In May, when Brad Ward and I stood on the summit of nearby Mt. Heyburn (10,229’), I finally got an up-close glimpse of the east face of Rotten Monolith. What we saw was beautiful Sawtooth stone, more like 1,000’ tall than 500’, and split by multiple crack systems.
Returning in September, I made a solo trip to shuttle gear for an attempt. Four hours after stepping off the Redfish boat shuttle, and after a 4.3-mile and 3,300’ vert approach, I stood at the base of a true Sawtooth gem with no established routes—possibly due to Stur’s discouraging words, possibly because of the difficulty of reaching the base.
On September 28, Brad and I returned with more gear and bivvied at the base. The next morning, we started up a crack system that generally followed the north ridge; this seemed like it had a better chance of leading to the summit than options more on the face. We found pitch after pitch of excellent crack climbing, mostly in the 5.10 to 5.10+ range, on quite good rock. The fifth pitch was the crux; I aided a short section, but Brad followed it free and suggested 5.11a. The sixth pitch traversed climber’s right for 60’ and was the only time the route left the ridge.
After nine quality pitches, we finally encountered the horrendous ball-bearing rock to which Stur had alluded. Our tenth pitch was intense and gearless, although not steep. I scooped away sand and gravel, and sometimes kicked steps. I wished I had ice tools. The pitch finished at a small gendarme on the ridge, around 200’ below the summit. Although the sandy summit pitches appeared climbable (likely with aid), they did not look appealing in the late evening light. We chose to call it a route. We rappelled our line with some difficulty and reached camp in the dark.

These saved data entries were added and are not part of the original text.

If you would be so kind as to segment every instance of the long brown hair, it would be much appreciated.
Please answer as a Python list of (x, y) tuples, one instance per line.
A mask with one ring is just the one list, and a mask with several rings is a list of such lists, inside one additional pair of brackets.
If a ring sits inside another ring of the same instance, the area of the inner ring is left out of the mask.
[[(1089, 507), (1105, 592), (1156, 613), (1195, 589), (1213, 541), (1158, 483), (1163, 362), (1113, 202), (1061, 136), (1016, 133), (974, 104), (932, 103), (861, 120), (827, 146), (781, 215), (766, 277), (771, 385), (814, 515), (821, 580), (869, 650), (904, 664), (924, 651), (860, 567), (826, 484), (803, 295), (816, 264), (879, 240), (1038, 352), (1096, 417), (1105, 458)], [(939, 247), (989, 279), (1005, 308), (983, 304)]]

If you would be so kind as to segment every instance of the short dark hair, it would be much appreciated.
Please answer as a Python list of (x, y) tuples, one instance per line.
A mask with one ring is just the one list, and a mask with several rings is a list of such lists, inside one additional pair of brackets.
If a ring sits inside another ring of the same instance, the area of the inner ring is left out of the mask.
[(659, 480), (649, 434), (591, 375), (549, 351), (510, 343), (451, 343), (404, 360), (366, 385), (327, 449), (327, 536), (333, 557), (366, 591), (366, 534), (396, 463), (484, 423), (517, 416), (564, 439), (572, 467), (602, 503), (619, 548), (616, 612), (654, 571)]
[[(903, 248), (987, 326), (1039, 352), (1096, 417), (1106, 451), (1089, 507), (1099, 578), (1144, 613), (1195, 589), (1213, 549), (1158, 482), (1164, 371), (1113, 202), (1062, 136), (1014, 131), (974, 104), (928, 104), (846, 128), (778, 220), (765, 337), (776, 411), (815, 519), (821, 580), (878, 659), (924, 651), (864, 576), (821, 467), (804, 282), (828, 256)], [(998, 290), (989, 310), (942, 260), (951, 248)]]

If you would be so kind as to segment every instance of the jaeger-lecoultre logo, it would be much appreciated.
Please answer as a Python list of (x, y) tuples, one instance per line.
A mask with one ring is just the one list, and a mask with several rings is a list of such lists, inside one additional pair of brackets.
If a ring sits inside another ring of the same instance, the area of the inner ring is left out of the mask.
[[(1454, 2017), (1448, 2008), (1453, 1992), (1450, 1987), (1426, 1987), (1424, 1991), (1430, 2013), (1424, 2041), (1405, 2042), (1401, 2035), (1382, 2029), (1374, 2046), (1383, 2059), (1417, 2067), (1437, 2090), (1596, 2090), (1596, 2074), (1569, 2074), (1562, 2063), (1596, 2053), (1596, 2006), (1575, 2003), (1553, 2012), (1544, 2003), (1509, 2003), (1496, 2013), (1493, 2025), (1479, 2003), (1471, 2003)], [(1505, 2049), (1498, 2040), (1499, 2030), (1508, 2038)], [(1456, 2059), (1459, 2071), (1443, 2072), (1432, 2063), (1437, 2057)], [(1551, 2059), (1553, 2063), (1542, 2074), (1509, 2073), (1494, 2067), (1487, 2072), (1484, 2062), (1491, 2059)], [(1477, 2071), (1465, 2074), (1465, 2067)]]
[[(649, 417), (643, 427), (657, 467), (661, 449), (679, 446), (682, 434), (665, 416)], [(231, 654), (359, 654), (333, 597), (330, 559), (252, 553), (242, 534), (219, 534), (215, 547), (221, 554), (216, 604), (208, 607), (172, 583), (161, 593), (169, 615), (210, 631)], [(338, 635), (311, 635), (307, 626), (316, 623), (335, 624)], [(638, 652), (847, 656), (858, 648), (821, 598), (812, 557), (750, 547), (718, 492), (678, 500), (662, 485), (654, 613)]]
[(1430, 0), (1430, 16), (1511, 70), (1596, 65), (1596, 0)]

Brad had failed to ask many questions before agreeing to try the route—which, based on other things I’ve gotten him into, might be some sort of mental defense mechanism. I waited until we were committed to the approach trail before sharing the trials of Stur and Beckey—the insanely bad rock, the 3,300’ slog, the lack of water where I planned to camp. And by then it was, well, Too Late to Say Sorry (800’, 10 pitches, IV 5.10+ C1).